When doing the DFS, we keep track of which node we first reached a newly colored node from, so that we can determine a path back to an initially marked node.

My implementation also supports providing a predicate to exclude certain nodes from the search, in order to investigate how fixing certain functions to not require the PC would change things.

Caveats

While my method is useful, it is not perfect. It can produce both false positives and false negatives.

False negatives result from polymorphism in the form of virtual functions and function pointers. When a call to such a function is made, there needs to be an edge from the caller to all of the functions that could be called. For virtual functions, this is all functions overriding the virtual function.
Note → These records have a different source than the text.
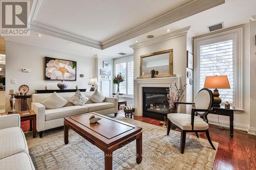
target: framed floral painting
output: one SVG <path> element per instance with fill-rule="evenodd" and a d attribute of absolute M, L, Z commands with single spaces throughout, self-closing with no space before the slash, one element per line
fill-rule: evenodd
<path fill-rule="evenodd" d="M 76 81 L 76 61 L 45 57 L 45 80 Z"/>

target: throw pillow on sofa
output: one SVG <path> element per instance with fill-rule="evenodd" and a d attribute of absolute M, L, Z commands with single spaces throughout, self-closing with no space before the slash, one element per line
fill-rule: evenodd
<path fill-rule="evenodd" d="M 69 100 L 74 105 L 82 106 L 89 100 L 88 98 L 81 93 L 79 90 L 76 91 L 75 94 Z"/>
<path fill-rule="evenodd" d="M 90 98 L 90 100 L 94 103 L 102 103 L 105 98 L 105 96 L 100 93 L 98 89 L 96 89 L 94 93 Z"/>
<path fill-rule="evenodd" d="M 68 101 L 54 91 L 50 97 L 41 102 L 41 104 L 47 109 L 53 109 L 64 107 L 68 103 Z"/>

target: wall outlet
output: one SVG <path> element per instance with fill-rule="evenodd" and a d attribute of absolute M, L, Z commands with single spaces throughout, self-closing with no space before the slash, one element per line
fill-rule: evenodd
<path fill-rule="evenodd" d="M 11 79 L 11 84 L 16 84 L 16 79 Z"/>

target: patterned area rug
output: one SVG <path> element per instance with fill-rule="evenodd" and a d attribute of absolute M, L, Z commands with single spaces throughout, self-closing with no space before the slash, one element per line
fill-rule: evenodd
<path fill-rule="evenodd" d="M 143 128 L 142 162 L 136 160 L 136 140 L 113 153 L 115 169 L 212 169 L 217 151 L 208 140 L 187 135 L 184 154 L 180 152 L 180 133 L 117 116 L 116 118 Z M 110 130 L 111 130 L 110 129 Z M 65 145 L 62 128 L 46 131 L 42 138 L 26 133 L 30 155 L 37 169 L 104 169 L 104 154 L 70 129 Z M 213 142 L 216 148 L 218 143 Z"/>

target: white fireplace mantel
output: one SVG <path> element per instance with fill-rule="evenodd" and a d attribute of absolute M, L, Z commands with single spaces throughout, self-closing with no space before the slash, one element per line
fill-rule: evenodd
<path fill-rule="evenodd" d="M 176 82 L 180 86 L 181 79 L 179 77 L 162 78 L 137 79 L 134 80 L 134 107 L 135 115 L 142 116 L 143 114 L 142 87 L 169 87 Z"/>

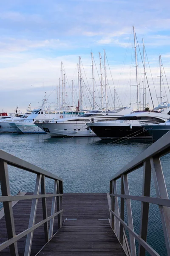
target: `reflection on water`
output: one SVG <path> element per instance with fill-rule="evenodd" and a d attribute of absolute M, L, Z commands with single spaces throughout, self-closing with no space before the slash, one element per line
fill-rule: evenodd
<path fill-rule="evenodd" d="M 65 192 L 108 192 L 109 180 L 112 176 L 150 145 L 110 143 L 97 137 L 57 138 L 51 138 L 46 134 L 0 134 L 1 149 L 61 177 Z M 169 155 L 162 157 L 168 189 L 170 187 L 167 163 L 169 160 Z M 11 166 L 9 166 L 9 170 L 12 195 L 19 190 L 33 191 L 35 175 Z M 142 171 L 140 169 L 129 175 L 130 190 L 132 195 L 141 194 Z M 119 182 L 117 184 L 119 192 Z M 46 179 L 46 184 L 47 191 L 52 192 L 52 182 Z M 153 184 L 151 192 L 155 196 Z M 135 231 L 139 233 L 141 203 L 132 202 L 132 208 Z M 154 245 L 161 255 L 166 255 L 164 244 L 162 244 L 162 239 L 160 239 L 163 234 L 158 207 L 151 206 L 150 211 L 150 224 L 155 230 L 149 228 L 150 230 L 148 242 Z"/>

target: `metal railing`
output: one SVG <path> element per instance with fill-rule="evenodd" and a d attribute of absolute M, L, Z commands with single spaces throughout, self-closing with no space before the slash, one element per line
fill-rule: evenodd
<path fill-rule="evenodd" d="M 159 254 L 147 242 L 150 204 L 158 205 L 159 208 L 164 237 L 168 255 L 170 255 L 170 200 L 162 172 L 160 157 L 170 151 L 170 132 L 165 134 L 149 147 L 125 166 L 118 172 L 110 182 L 111 198 L 111 226 L 124 250 L 125 230 L 128 232 L 130 255 L 136 255 L 135 239 L 139 242 L 138 255 L 144 256 L 146 251 L 151 255 Z M 140 196 L 130 194 L 128 175 L 143 166 L 142 188 Z M 150 195 L 151 174 L 156 192 L 156 197 Z M 121 193 L 117 193 L 116 180 L 120 179 Z M 120 198 L 120 209 L 118 198 Z M 133 229 L 130 200 L 141 202 L 139 234 Z M 125 221 L 126 204 L 128 224 Z M 154 228 L 153 227 L 152 227 Z"/>
<path fill-rule="evenodd" d="M 8 165 L 37 174 L 34 195 L 11 196 L 10 194 Z M 45 177 L 54 180 L 53 194 L 46 194 Z M 11 255 L 17 256 L 18 250 L 17 241 L 27 235 L 24 256 L 30 255 L 34 231 L 44 225 L 45 238 L 47 242 L 53 235 L 54 218 L 58 217 L 58 228 L 62 226 L 62 180 L 55 175 L 50 173 L 29 163 L 0 150 L 0 182 L 2 196 L 0 202 L 3 202 L 8 240 L 0 244 L 0 251 L 9 246 Z M 39 194 L 41 187 L 41 194 Z M 46 198 L 52 198 L 51 214 L 47 215 Z M 35 224 L 36 212 L 39 198 L 42 198 L 43 220 Z M 56 202 L 57 212 L 55 212 Z M 32 199 L 28 228 L 16 235 L 12 201 L 16 200 Z M 50 221 L 49 230 L 48 221 Z"/>

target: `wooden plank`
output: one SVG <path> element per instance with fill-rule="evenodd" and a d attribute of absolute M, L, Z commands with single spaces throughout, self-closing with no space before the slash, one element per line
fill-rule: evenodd
<path fill-rule="evenodd" d="M 32 193 L 27 193 L 26 195 L 32 195 Z M 46 198 L 48 216 L 51 215 L 52 200 L 52 198 Z M 19 201 L 13 207 L 16 234 L 28 228 L 31 202 L 31 200 Z M 49 252 L 42 251 L 42 250 L 40 252 L 41 255 L 79 256 L 81 253 L 82 256 L 125 255 L 107 219 L 110 218 L 110 215 L 106 193 L 64 194 L 63 209 L 63 219 L 65 218 L 77 218 L 77 220 L 65 221 L 64 226 L 47 244 L 49 245 L 51 243 L 51 249 Z M 43 219 L 41 198 L 38 202 L 35 223 L 43 220 Z M 105 220 L 98 220 L 98 219 Z M 4 217 L 0 220 L 0 243 L 1 243 L 7 240 Z M 54 232 L 56 232 L 57 230 L 58 219 L 57 217 L 54 219 Z M 32 241 L 31 255 L 33 256 L 45 244 L 43 225 L 34 231 Z M 75 241 L 76 243 L 79 243 L 79 245 L 75 244 Z M 19 255 L 24 254 L 26 241 L 26 237 L 17 242 Z M 80 250 L 77 246 L 81 249 L 82 243 L 84 244 L 83 248 Z M 56 250 L 54 246 L 55 244 L 58 245 L 59 243 L 60 243 L 61 246 L 56 251 L 57 253 L 53 250 Z M 46 248 L 47 248 L 46 246 Z M 108 249 L 106 246 L 107 248 L 108 247 Z M 62 250 L 61 247 L 65 249 Z M 84 247 L 86 247 L 86 249 Z M 41 254 L 40 253 L 39 255 Z M 9 256 L 8 249 L 6 248 L 1 251 L 0 255 Z"/>

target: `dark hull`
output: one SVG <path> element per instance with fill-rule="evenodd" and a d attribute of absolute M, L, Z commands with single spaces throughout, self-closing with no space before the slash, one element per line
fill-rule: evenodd
<path fill-rule="evenodd" d="M 143 127 L 152 137 L 153 141 L 156 141 L 170 131 L 170 125 L 149 125 L 149 127 L 148 125 L 143 125 Z"/>
<path fill-rule="evenodd" d="M 90 126 L 102 140 L 127 140 L 130 141 L 152 141 L 152 137 L 142 126 Z"/>

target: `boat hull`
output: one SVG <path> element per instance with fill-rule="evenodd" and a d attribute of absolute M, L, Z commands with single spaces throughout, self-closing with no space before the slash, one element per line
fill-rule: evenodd
<path fill-rule="evenodd" d="M 147 131 L 144 131 L 142 125 L 130 126 L 129 124 L 123 125 L 100 125 L 100 124 L 93 125 L 89 124 L 89 127 L 102 140 L 128 140 L 131 141 L 150 141 L 152 140 Z M 96 124 L 95 124 L 96 125 Z"/>
<path fill-rule="evenodd" d="M 51 137 L 88 137 L 96 136 L 85 123 L 37 123 Z"/>
<path fill-rule="evenodd" d="M 0 133 L 17 133 L 20 132 L 15 123 L 7 122 L 0 122 Z"/>
<path fill-rule="evenodd" d="M 143 125 L 143 127 L 152 137 L 153 141 L 156 141 L 170 131 L 170 125 Z"/>
<path fill-rule="evenodd" d="M 44 131 L 34 125 L 32 123 L 30 125 L 28 124 L 17 124 L 16 125 L 20 132 L 24 134 L 45 134 Z"/>

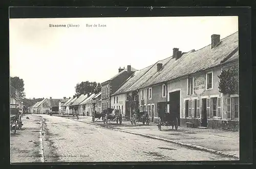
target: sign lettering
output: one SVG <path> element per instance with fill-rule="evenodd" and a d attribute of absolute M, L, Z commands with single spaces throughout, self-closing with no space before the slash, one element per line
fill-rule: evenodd
<path fill-rule="evenodd" d="M 194 84 L 194 91 L 197 95 L 201 96 L 205 91 L 205 78 L 203 76 L 195 77 Z"/>

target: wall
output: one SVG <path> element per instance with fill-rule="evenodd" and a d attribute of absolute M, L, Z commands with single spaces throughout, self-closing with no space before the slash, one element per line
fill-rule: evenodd
<path fill-rule="evenodd" d="M 116 102 L 116 97 L 118 97 L 118 102 Z M 114 103 L 114 98 L 115 97 L 115 103 Z M 115 109 L 119 109 L 119 106 L 120 106 L 120 109 L 122 109 L 122 105 L 123 106 L 123 110 L 122 110 L 122 115 L 125 115 L 125 103 L 126 100 L 126 95 L 125 93 L 121 94 L 119 95 L 115 95 L 114 96 L 111 97 L 111 108 L 114 108 L 114 106 L 115 106 Z M 116 106 L 118 106 L 118 108 L 116 108 Z M 122 112 L 122 111 L 121 111 Z"/>

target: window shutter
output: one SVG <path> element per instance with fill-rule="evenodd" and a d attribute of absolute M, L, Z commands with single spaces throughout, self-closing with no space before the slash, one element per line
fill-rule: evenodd
<path fill-rule="evenodd" d="M 206 111 L 207 118 L 210 117 L 210 98 L 206 99 Z"/>
<path fill-rule="evenodd" d="M 191 117 L 191 100 L 188 100 L 188 117 Z"/>
<path fill-rule="evenodd" d="M 192 100 L 192 117 L 195 117 L 195 100 Z"/>
<path fill-rule="evenodd" d="M 218 117 L 221 118 L 221 97 L 218 98 Z"/>
<path fill-rule="evenodd" d="M 227 119 L 231 119 L 231 98 L 227 98 Z"/>
<path fill-rule="evenodd" d="M 197 99 L 197 117 L 198 118 L 200 117 L 200 100 Z"/>
<path fill-rule="evenodd" d="M 183 107 L 183 117 L 186 117 L 186 101 L 184 101 L 184 107 Z"/>

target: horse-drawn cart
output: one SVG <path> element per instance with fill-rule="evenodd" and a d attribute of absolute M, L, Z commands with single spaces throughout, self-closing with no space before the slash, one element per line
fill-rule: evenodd
<path fill-rule="evenodd" d="M 99 112 L 96 112 L 96 111 L 93 111 L 92 115 L 92 120 L 93 122 L 95 121 L 95 119 L 97 119 L 96 121 L 102 118 L 102 121 L 104 122 L 104 113 L 100 113 Z"/>
<path fill-rule="evenodd" d="M 11 110 L 10 115 L 10 128 L 11 131 L 16 133 L 17 129 L 20 129 L 23 125 L 22 121 L 22 115 L 18 110 Z"/>
<path fill-rule="evenodd" d="M 178 130 L 178 114 L 176 113 L 164 113 L 163 115 L 161 116 L 158 118 L 158 123 L 157 126 L 158 129 L 161 131 L 161 126 L 173 127 L 175 126 L 175 129 Z"/>
<path fill-rule="evenodd" d="M 131 123 L 136 126 L 138 122 L 142 122 L 143 125 L 145 123 L 147 125 L 150 124 L 150 117 L 147 111 L 137 111 L 137 113 L 132 116 Z"/>
<path fill-rule="evenodd" d="M 119 110 L 115 110 L 115 114 L 112 114 L 114 109 L 108 108 L 103 111 L 104 113 L 104 124 L 109 123 L 109 121 L 116 121 L 116 124 L 122 124 L 122 114 L 120 112 Z"/>

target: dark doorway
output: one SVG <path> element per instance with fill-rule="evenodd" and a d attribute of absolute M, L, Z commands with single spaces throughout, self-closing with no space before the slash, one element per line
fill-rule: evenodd
<path fill-rule="evenodd" d="M 180 91 L 175 91 L 174 92 L 169 93 L 169 101 L 168 104 L 169 112 L 170 113 L 175 113 L 177 114 L 178 124 L 180 125 Z"/>
<path fill-rule="evenodd" d="M 166 102 L 159 102 L 157 103 L 157 112 L 158 112 L 158 117 L 162 118 L 163 117 L 164 113 L 167 111 L 166 109 Z"/>
<path fill-rule="evenodd" d="M 206 99 L 202 99 L 202 119 L 201 126 L 202 127 L 207 126 L 207 118 L 206 111 Z"/>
For function pointers, I think this is every function of the proper type that is used in a way that it not a call at some point. It should be possible to address this problem, but at a significantly increased complexity compared to what I have. Fortunately for me, Tracemonkey does not use virtual classes much and does not use function pointers in places where it matters for my analysis.

False positives are a little trickier, and can’t be worked around in general. Consider the following:

void foo(bool bar) {
    if (bar)
        // access the PC
}
void baz() { foo(false); }

Calling baz() will not result in the PC being accessed, but my analysis will report that it can access the PC (since foo() can). Knowing whether a function can actually cause the PC to be accessed is isomorphic to the halting problem and thus undecidable.

The code

My code is available here. make_callgraph.sh expects to find g++ and Dehydra under ~/gcc-dehydra/, as suggested in the Dehydra installation instructions. make_callgraph.sh must be run with its output redirected to callgraph.py. search.py contains both the general search algorithm and code that uses it to analyze functions introduced in my inline threading patch.